Hot Dog Taste Test overflows with colorful oddities ... Her sense of humor resembles that of another wacky, wise New York cartoonist, Roz Chast. But Hanawalt is further off-kilter than Chast, and more disruptive. It's impossible to imagine Chast casting a series of real clay plant pots shaped like masturbating animals, for instance ... Hanawalt's perverse effervescence has its limits, though. About two-thirds of the way through the book, things slow down a lot. Her diaries of a visit to an animal preserve and a trip to Argentina are pretty standard travel stories. But her frisky watercolor brush and lavish hand with color make these sections almost as memorable, and certainly as diverting, as the mind-bending games of earlier pages.

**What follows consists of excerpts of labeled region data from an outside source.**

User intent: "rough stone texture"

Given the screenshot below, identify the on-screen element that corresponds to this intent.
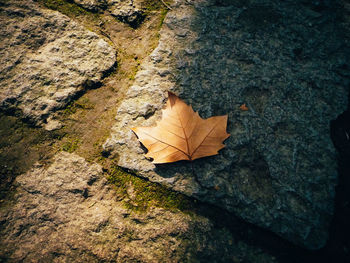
[104,0,350,249]
[73,0,108,12]
[0,0,116,124]
[0,152,276,262]
[108,0,145,28]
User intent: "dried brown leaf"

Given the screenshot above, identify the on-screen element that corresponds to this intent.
[132,92,230,163]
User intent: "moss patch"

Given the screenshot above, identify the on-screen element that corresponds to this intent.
[37,0,98,18]
[107,166,194,212]
[0,112,63,202]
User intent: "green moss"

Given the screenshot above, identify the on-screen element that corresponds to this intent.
[142,0,170,12]
[38,0,99,19]
[63,97,94,115]
[108,166,193,212]
[62,139,80,153]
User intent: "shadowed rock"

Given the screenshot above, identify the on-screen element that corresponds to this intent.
[104,0,350,249]
[0,152,276,263]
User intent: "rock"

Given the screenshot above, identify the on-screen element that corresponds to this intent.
[109,0,145,28]
[44,118,63,131]
[104,0,350,249]
[74,0,107,12]
[0,1,116,124]
[0,152,276,262]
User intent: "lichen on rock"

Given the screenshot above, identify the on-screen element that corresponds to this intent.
[104,0,350,249]
[0,1,116,124]
[0,152,276,263]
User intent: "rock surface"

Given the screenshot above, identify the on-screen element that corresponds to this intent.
[0,0,116,124]
[108,0,145,28]
[74,0,107,12]
[104,0,350,249]
[0,152,276,262]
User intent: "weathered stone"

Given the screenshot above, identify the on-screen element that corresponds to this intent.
[104,0,350,249]
[74,0,107,12]
[108,0,145,28]
[0,1,116,124]
[0,152,276,262]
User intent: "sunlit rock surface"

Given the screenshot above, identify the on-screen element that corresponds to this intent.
[104,0,350,249]
[0,152,276,263]
[0,0,116,124]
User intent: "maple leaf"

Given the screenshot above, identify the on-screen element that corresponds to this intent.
[132,92,230,163]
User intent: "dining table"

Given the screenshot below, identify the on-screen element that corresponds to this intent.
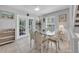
[42,31,59,52]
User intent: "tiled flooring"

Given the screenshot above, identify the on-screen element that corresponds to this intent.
[0,35,69,53]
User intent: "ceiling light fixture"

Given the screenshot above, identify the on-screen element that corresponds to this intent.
[34,7,40,11]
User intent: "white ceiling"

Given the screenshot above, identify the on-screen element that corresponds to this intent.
[0,5,69,16]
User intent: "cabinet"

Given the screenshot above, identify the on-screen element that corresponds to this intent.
[0,29,15,45]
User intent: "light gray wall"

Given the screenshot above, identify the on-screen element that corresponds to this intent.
[0,19,15,30]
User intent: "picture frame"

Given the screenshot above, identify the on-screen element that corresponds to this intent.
[59,14,67,22]
[0,10,15,19]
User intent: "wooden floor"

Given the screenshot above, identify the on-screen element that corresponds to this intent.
[0,37,70,53]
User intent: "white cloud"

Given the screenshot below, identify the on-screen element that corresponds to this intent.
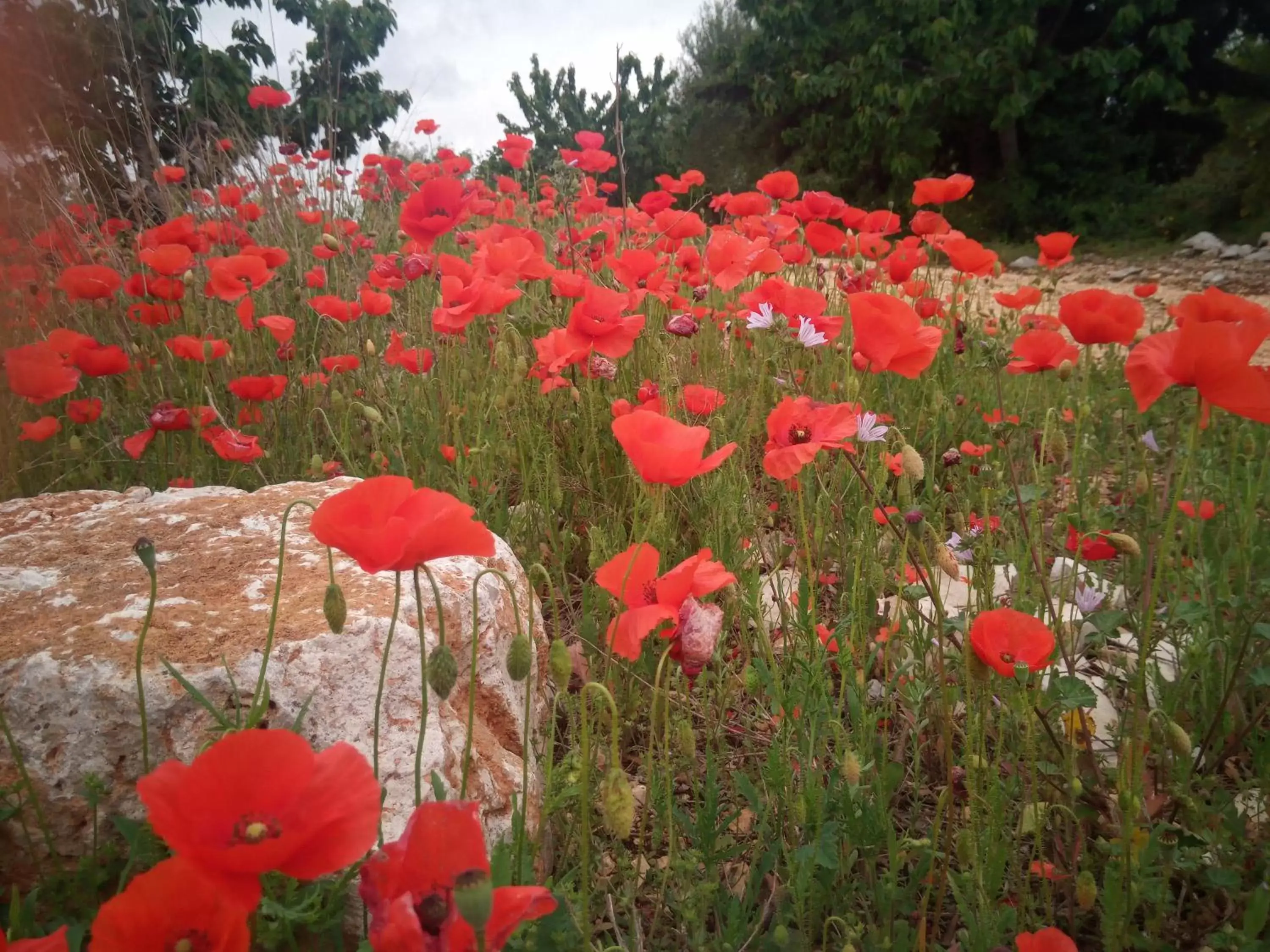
[203,0,698,152]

[Hot Dog Taste Test is] a collection of disparate styles: lists, traditional comics, essays with spot illustrations, and beautiful weird landscapes featuring mysterious bird-headed people. Aside from Kate Beaton and Michael Kupperman, Hanawalt is one of the few cartoonists who can reliably make me laugh out loud ... Some of the best pieces in Hot Dog are outright journalism, particularly essays where Hanawalt spends the afternoon with deconstructionalist chef Wylie Dufresne and samples the different high-end all-you-can-eat buffets in Las Vegas. Other meditations on public bathrooms seem strangely apt in a book that is primarily interested in food ... urgent, compelling, energetic.
[Hanawalt] is appreciative of weird foods without coming off like a dilettante, and she expresses a love of junk without seeming like a glutton. She can even be directly autobiographical without being annoying ... her comics on food are no different from her comics on anything: the product of a mind with a marvelously weird perspective ... Some drawings are almost a series of comics symbols: small, simple, heavily outlined in black and colored in flat blocks. Others are lyrical, bright, wildly colored and emotive. It’s nice to see her exploring her range visually as well as just being amusing. The best comedy and maybe the best art, period, straddles the id and the superego—that’s the zone where Hanawalt exists in Hot Dog Taste Test.